WTB Silverado v2 Saddle: At The Finish – by Guitar Ted
NOTE: WTB sent over a Silverado titanium railed saddle at no charge for test and review. I was not paid, nor bribed for this review and I always strive to give my honest thoughts and views throughout.
It is time to wrap up this WTB Silverado saddle review so let’s get to it! If you missed the mid-term update, you can find that HERE with a link there to the introduction. In that update I mentioned that the only real question I had left was whether or not this new version of the Silverado was any better than the old one. I thought that perhaps the new one might be “as good” as the old one, but I wasn’t ready to call it “better”.
So many times it has been seen that a nice product – typically a contact point product – is changed, or worse yet, discontinued, so that what was deemed pretty darn near to perfection by many riders was now no longer an option. Sometimes that is due to failing sales. Sometimes it is chalked up to “progress”. Sometimes it is a mystery.

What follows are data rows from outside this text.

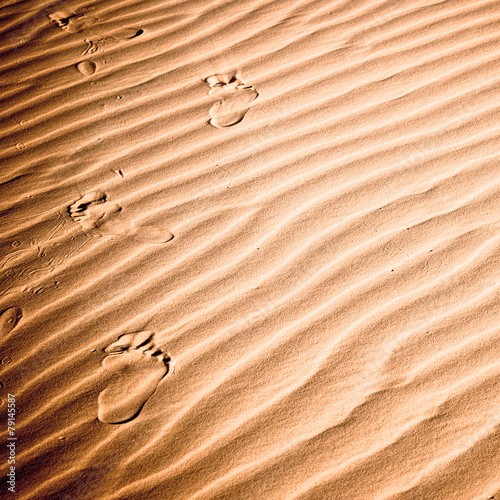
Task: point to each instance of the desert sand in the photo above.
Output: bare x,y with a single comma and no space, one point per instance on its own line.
250,250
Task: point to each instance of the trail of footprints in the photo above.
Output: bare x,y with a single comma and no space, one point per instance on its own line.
138,366
135,363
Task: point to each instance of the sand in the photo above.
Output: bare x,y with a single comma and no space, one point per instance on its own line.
250,250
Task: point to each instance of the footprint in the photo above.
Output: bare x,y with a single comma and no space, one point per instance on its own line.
70,21
94,43
234,97
138,366
9,318
94,211
87,68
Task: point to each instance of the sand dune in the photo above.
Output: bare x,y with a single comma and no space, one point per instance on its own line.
250,250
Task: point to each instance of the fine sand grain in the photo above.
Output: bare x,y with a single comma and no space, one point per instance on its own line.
250,250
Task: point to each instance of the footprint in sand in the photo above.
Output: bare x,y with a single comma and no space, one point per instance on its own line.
70,21
86,68
94,211
9,318
138,366
234,97
96,42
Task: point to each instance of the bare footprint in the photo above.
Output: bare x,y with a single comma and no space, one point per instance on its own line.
96,42
70,21
138,366
9,318
95,211
86,68
234,97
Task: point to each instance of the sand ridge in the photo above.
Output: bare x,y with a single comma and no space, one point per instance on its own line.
251,249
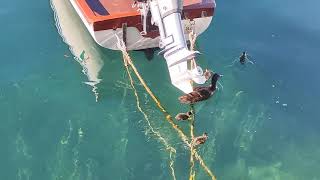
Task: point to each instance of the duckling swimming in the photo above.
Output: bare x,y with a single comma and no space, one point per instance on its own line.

In the case of the Silverado, a wildly popular saddle with many riders, the motivation was an evolutionary one. WTB wanted to make the saddle better than the old one without missing what was good about the old Silverado. A tough nut to crack there, I might add. Now comes the question, “Did WTB manage to pull this off?”
Lately I’ve been riding an old, original Silverado with an embroidered Salsa “Pepperman” logo on it. I’ve backed up those rides with this new Silverado v2. Sometimes I look at the new one and wonder if it is, in fact, one of the older versions I have. (The more recent Silverado saddles, before the new version, look very similar to the V2 saddle.) The feelings are very similar.
So, I pulled out a tape measure. My old saddle is the 133mm wide version. That was all they made back then. It is 285mm in length, according to my tape measure. The new one is a 142mm wide one with a length of 266mm using the same tape measure. Furthermore, the old one has a bit more pronounced dip, or as I like to say, a “bucket” to it. The new one still has that, it just isn’t as pronounced.
Okay? So what? Well, I do like that Silverado saddles come in this wider width, because it is a bit more friendly to my posterior, but am I missing that pronounced “bucket” or the missing 19mm of length?
So, for me the new Silverado is better. Mostly because of the width factor. That said, WTB didn’t really do much here except offer that new padding/base to the design and they lopped of a whopping 19mm of length. In the world of “short nosed/wide rear end” saddles, the new Silverado isn’t really anything to write home about. But…..WTB didn’t screw up a classic either. If that matters to you, you can probably count on liking the newer Silverado just fine. if you are looking for that new-fangled blunt-nosed, broad back-ended saddle, I’d suggest looking at the Gravelier, WTB’s other offering in this vein. That one is about 245mm long, again, using my tape measure to measure the one I have on hand.
At The Finish: So, to answer the question, I would say that the answer is “No”. The new one isn’t better than the old one, it is just a hair different. Is that a “bad thing”? I don’t think so, especially if you are of the mind that the original was a great saddle. You’ll likely get on with the V2 if you need another Silverado.
I don’t think the new Silverado does that “short-nosed-broad back-end” saddle thing though either. No- that’s the Graveleir. This isn’t really going to give you that sort of experience, in my opinion. The new Silverado is an evolutionary change and it feels a lot like the old one does, but maybe it has a better base/padding combination, if anything. Again, I don’t think that is a negative with the Silverado at all.